Whereas some organizations, such as the open source Mozilla Foundation, will provide links giving full disclosure, or commercial entities like Microsoft will provide partial disclosure in its monthly updates with severity ratings, Oracle provides none.
Michael Sutton, director of iDefense Labs, said that while there's a fine line to walk between full disclosure and none, Oracle's method is very dangerous to the customers it serves.
''You have to provide your client with enough information so that they can do their own risk assessment, so that they can say, 'in my environment this is critical, I have to patch it now,' '' he said.
The company makes it hard for customers to figure out just what vulnerabilities are affecting some of their products.
For example, customers who buy E-Business Suite or Collaboration Suite applications must sift through previous security patches to find out what patches to install, since patches to the two product suites are not cumulative.

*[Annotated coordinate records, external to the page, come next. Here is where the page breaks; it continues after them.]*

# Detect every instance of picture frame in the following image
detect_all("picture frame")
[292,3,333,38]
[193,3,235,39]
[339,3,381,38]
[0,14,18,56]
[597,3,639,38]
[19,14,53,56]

Database Server, Enterprise Manager and Application Server updates, however, are cumulative.
Oracle's disclosure policy also makes it difficult for security firms like iDefense to determine whether the vulnerabilities they discover in the course of their own investigations are addressed by the patch updates.
The whole process gives malware writers an advantage, Sutton said, because where customers have virtually no information to do a risk assessment, malicious hackers have all they need.
''Once you release a patch you're releasing very intimate details about a vulnerability,'' he said. ''So somebody could take that patch, reverse-engineer it and understand where the vulnerability is, and then write an exploit.''
Oracle has moved back and forth on its security update policy.
In August 2004, the company moved from issuing patches on a yearly or quarterly basis to a monthly one.
That only lasted three months, when Oracle couldn't meet the deadlines for the monthly updates, and the patches it did release broke some of its customers applications. The company moved to a quarterly update process in November.